Assolutamente no! Serve un governo finalmente eletto dal popolo” così Giancarlo Giorgetti, deputato e vice segretario federale della Lega Nord intervistato a Mix24 di Giovanni Minoli su Radio 24 alla domanda se il governo di coalizione sia indispensabile. Su chi sarà il candidato del centro destra per la lega a Palazzo Chigi risponde : “Abbiamo proposto il sistema delle primarie, aperte a tutti coloro che aderiranno al programma del centro destra che prevederà dei punti fermi sull’euro e immigrazione quindi non semplicemente gli iscritti, alle primarie va Salvini e vediamo il risultato”.

Alla domanda su quanto conta il momento Trump per la Lega risponde che “per la Lega conta tanto per l’Italia e l’Europa tantissimo, il vento che arriva dagli Stati Uniti è sempre stato determinante e lo sarà”.

Poi Minoli ha dato la parola al Pd.  “Il problema è che le coalizioni oggi sono ancora più difficili di un tempo perché i partiti sono assai meno solidi. Le coalizioni richiedono partiti solidi, grandi o anche meno grandi, ma solidi. E invece noi abbiamo partiti molto…Molto liquidi”, ha spiegato Giorgio Tonini,  Senatore PD, commentando l’eventualità di un governo di coalizione in caso mancasse la vittoria schiacciante  di un partito.

Alla domanda se si può ricucire con la sinistra bersaniana risponde: “Ci sono degli elementi che via via si sono approfonditi di differenza strategica. Io spero che sia possibile, ma non sono sicuro”. E a proposito della vocazione maggioritaria del Pd afferma: “Quella è la ragione sociale per cui è nato il PD, la ragione storica anche per cui è nato il PD. Senza quello ho l’impressione che torniamo alla frammentazione partitica anche nel centrosinistra e questo è un evento da scongiurare assolutamente”.

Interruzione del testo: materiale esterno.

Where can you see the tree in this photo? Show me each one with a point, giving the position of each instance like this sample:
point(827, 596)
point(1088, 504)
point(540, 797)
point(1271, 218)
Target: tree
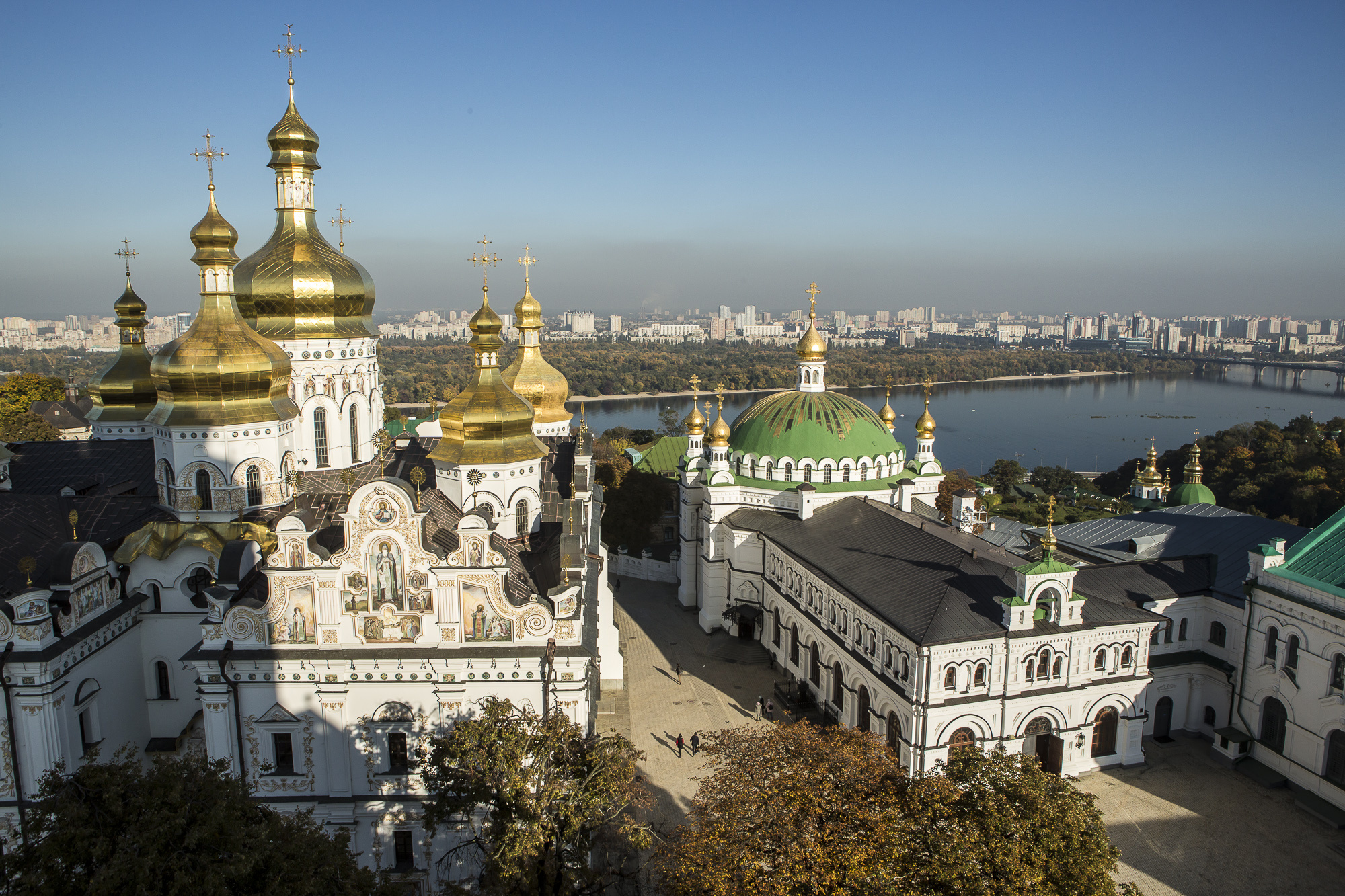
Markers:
point(536, 797)
point(1005, 475)
point(21, 391)
point(26, 425)
point(796, 809)
point(178, 826)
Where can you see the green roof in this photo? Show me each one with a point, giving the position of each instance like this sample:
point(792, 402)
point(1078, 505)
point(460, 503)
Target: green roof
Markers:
point(812, 424)
point(1319, 559)
point(662, 454)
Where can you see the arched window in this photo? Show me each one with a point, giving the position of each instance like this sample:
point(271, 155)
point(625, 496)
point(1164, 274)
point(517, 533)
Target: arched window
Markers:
point(354, 435)
point(162, 680)
point(1335, 768)
point(254, 486)
point(1105, 732)
point(204, 489)
point(321, 435)
point(1274, 724)
point(521, 518)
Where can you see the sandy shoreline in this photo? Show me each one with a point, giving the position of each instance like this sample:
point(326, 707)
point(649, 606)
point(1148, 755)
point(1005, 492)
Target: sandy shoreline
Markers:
point(895, 388)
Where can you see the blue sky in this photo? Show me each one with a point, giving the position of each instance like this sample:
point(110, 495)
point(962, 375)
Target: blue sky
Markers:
point(1180, 158)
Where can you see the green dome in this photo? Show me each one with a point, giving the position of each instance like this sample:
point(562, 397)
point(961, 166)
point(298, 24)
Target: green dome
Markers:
point(1191, 493)
point(812, 424)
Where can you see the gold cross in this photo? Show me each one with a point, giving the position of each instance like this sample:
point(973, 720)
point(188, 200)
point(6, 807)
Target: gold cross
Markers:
point(341, 221)
point(210, 155)
point(289, 52)
point(485, 259)
point(128, 253)
point(528, 261)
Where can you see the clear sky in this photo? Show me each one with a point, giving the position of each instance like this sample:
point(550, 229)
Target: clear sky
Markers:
point(1179, 158)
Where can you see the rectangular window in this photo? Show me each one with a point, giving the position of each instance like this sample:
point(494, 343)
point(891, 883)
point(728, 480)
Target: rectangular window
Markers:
point(403, 846)
point(284, 754)
point(397, 754)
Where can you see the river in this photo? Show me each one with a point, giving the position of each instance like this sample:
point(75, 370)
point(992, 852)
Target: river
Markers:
point(1089, 424)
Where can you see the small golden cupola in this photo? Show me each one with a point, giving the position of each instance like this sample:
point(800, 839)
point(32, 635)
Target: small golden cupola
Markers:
point(220, 372)
point(124, 391)
point(531, 376)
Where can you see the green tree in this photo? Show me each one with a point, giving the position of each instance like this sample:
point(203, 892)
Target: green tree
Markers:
point(800, 810)
point(177, 826)
point(26, 425)
point(1004, 475)
point(533, 797)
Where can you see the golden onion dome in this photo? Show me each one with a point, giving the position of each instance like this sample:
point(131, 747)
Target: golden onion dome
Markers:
point(488, 423)
point(220, 372)
point(298, 286)
point(124, 391)
point(529, 374)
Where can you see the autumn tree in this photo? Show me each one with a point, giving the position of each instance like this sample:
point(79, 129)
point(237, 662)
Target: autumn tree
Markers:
point(531, 798)
point(800, 810)
point(174, 827)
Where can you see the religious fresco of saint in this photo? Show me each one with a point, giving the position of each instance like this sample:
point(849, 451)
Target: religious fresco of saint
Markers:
point(385, 575)
point(481, 622)
point(389, 626)
point(295, 626)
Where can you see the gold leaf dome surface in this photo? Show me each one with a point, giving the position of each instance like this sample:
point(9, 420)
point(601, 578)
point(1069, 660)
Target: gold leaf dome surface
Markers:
point(298, 286)
point(488, 423)
point(220, 372)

Inevitabile infine l’analisi sulla legge elettorale.
Sabino Cassese, Giudice emerito della Corte Costituzionale, intervistato a Mix24 ha affermato  che  l’errore che la Corte Costituzionale potrebbe commettere è quello di “non fare una sentenza auto applicativa, cioè quello di fare una sentenza che lascia dei vuoti e quindi distruggere una parete dell’edificio costringendo il parlamento a dovere intervenire”.
“Siamo nel regno dei sogni” prosegue Cassese, sulla possibilità di fare una legge elettorale condivisa e prosegue spiegando: “Salvo che non si faccia una legge elettorale condivisa di tipo proporzionale cioè si fa un balzo indietro, un indietro tutta che ha due esiti: il primo esito è quello dell’incertezza governativa, l’altro possibile esito è mettersi sulla strada di una democrazia consociativa, però voglio ricordare che il patto di accordo tra cristiano democratici e socialdemocratici in Germania è lungo 183 pagine! Non è un inciucio, è un contratto molto dettagliato.”